Of course, it is entirely possible for a language model to be “confident” and “incorrect,” so perplexity should not be confused with an accuracy metric. But we’ll dive into more of perplexity’s limitations later on. First, let’s explore some of its advantages.
As mentioned, one of the biggest advantages of perplexity is that it is highly intuitive and explainable in a field that is notoriously opaque. This is a notable advantage over learned metrics like BERTScore and LLM-as-a-Judge metrics like G-Eval.
Having an estimate of a model’s certainty is also especially useful when using an LLM to plan or guide actions. While high certainty suggests the model has strong backing for a given prediction, low certainty can prompt further human oversight or additional checks before execution.

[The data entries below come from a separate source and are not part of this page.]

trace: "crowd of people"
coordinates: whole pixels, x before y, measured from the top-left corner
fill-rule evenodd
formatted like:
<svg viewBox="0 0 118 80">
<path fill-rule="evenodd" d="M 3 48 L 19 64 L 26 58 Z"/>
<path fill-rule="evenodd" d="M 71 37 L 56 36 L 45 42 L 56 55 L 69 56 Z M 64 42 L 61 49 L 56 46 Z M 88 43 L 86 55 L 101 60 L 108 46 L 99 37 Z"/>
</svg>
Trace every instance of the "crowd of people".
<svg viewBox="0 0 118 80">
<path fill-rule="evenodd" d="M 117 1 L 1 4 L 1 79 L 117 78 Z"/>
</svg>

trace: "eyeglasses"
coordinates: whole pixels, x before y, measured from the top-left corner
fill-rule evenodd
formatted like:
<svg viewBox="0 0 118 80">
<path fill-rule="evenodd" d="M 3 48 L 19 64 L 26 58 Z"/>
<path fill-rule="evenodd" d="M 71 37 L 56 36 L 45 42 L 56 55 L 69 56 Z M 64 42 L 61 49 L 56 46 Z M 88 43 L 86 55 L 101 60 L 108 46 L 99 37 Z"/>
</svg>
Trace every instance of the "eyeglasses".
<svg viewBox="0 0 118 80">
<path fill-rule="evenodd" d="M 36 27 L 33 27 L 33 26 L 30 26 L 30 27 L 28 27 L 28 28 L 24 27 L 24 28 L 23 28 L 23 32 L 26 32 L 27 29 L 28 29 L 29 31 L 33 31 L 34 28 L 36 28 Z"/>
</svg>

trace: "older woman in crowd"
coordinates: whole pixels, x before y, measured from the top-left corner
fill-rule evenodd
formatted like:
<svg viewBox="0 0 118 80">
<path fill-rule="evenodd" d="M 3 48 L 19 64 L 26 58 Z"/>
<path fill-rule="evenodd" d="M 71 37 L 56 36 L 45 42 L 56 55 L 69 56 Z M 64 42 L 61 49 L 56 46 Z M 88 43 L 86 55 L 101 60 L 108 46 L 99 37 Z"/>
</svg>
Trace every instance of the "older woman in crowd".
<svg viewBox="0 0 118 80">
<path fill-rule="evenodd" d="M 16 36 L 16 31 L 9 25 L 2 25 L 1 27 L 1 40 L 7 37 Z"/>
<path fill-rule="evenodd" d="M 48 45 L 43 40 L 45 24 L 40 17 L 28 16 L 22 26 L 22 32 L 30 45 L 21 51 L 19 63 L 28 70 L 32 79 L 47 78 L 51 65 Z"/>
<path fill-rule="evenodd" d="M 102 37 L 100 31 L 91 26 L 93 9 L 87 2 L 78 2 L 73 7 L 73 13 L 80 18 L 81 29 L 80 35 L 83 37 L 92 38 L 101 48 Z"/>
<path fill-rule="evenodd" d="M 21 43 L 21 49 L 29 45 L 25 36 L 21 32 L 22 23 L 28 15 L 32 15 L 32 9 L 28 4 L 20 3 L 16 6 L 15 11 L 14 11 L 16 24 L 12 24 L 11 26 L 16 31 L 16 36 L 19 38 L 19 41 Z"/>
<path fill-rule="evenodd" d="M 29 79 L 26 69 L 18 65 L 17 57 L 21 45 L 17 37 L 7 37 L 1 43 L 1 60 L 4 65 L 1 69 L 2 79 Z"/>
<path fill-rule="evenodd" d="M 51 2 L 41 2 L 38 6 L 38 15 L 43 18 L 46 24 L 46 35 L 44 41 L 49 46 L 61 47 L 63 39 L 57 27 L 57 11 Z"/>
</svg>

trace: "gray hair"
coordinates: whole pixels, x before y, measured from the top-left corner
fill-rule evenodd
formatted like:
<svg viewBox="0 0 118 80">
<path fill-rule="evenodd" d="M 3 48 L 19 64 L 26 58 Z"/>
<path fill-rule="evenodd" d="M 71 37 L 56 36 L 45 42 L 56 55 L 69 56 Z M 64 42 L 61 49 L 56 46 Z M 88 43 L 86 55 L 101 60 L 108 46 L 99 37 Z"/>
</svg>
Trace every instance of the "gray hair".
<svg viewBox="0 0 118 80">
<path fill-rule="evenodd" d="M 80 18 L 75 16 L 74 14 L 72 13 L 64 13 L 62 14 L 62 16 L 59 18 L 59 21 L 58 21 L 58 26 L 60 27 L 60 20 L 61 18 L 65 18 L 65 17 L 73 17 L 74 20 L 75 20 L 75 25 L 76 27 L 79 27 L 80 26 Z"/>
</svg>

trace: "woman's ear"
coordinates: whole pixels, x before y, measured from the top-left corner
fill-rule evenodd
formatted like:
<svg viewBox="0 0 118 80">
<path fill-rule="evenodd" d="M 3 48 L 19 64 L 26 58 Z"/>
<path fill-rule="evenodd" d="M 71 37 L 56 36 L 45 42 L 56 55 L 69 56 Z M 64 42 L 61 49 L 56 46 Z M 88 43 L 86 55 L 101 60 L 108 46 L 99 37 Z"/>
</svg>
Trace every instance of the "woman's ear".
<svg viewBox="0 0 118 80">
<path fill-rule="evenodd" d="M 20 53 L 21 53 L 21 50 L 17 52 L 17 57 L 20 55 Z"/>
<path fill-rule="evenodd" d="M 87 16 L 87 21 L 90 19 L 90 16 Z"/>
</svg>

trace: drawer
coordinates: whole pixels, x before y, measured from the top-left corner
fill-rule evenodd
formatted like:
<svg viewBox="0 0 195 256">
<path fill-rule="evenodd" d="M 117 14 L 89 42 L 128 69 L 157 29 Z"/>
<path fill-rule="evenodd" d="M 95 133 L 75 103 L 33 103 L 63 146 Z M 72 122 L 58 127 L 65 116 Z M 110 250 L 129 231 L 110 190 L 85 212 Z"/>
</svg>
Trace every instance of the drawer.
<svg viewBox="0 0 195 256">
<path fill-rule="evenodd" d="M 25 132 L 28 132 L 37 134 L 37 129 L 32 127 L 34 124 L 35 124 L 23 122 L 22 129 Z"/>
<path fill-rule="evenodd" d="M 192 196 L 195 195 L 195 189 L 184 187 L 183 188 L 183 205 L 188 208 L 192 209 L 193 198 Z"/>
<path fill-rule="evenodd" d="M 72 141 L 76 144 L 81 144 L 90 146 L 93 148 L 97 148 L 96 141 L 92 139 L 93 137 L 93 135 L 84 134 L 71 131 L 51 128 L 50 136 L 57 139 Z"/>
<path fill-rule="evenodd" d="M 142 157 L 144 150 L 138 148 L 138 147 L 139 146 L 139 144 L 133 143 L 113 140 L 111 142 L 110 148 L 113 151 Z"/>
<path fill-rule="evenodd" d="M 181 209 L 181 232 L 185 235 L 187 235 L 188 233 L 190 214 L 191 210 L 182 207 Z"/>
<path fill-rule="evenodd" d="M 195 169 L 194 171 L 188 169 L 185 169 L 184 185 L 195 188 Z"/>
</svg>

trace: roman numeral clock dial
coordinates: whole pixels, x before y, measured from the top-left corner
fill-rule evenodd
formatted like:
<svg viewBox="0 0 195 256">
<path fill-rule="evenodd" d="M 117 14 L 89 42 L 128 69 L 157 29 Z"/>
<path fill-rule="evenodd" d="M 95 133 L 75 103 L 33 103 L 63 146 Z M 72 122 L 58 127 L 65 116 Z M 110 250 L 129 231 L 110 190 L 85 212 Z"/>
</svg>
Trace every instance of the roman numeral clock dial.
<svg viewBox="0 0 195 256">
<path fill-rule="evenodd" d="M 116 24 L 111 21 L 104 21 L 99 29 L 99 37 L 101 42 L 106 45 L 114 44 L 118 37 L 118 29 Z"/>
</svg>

Perplexity is also computationally straightforward to calculate, making it fast and efficient. This also allows practitioners to evaluate model performance in real-time during training, helping to identify issues and improvements promptly and leading to faster development cycles.
As we’ll see in the next section on perplexity’s limitations, it is not an end-all evaluation metric for LLMs. However, given its explainability and low-overhead, perplexity is a quick and useful first-pass metric that works well when used in conjunction with other LLM evaluation metrics.
The most important limitation of perplexity is that it does not convey a model’s “understanding.” Perplexity is strictly a measure of uncertainty, and a model being uncertain doesn’t mean it is right or wrong. A model may be correct but unconfident or wrong but confident. So, a perplexity score isn’t a measure of accuracy, just of confidence.
It is also difficult to use perplexity as a benchmark between models. Perplexity scores are influenced by various model-specific factors, such as tokenization method, dataset, pre-processing steps, vocabulary size, and context length. For example, a character-level model may have a lower perplexity than a word-level model, but that doesn’t necessarily mean the character-level model is better.
A model can also achieve a low perplexity score by assigning high probabilities to common words, like articles and conjunctions, leading to a misleadingly low score. Overfit models can show low perplexity but lack true understanding. Research also suggests that perplexity doesn’t correlate well with an LLM’s long-term understanding, likely because it fails to capture long-term dependencies. Additionally, perplexity can be skewed by punctuation and repeated text spans, which lower scores but don’t necessarily improve text quality.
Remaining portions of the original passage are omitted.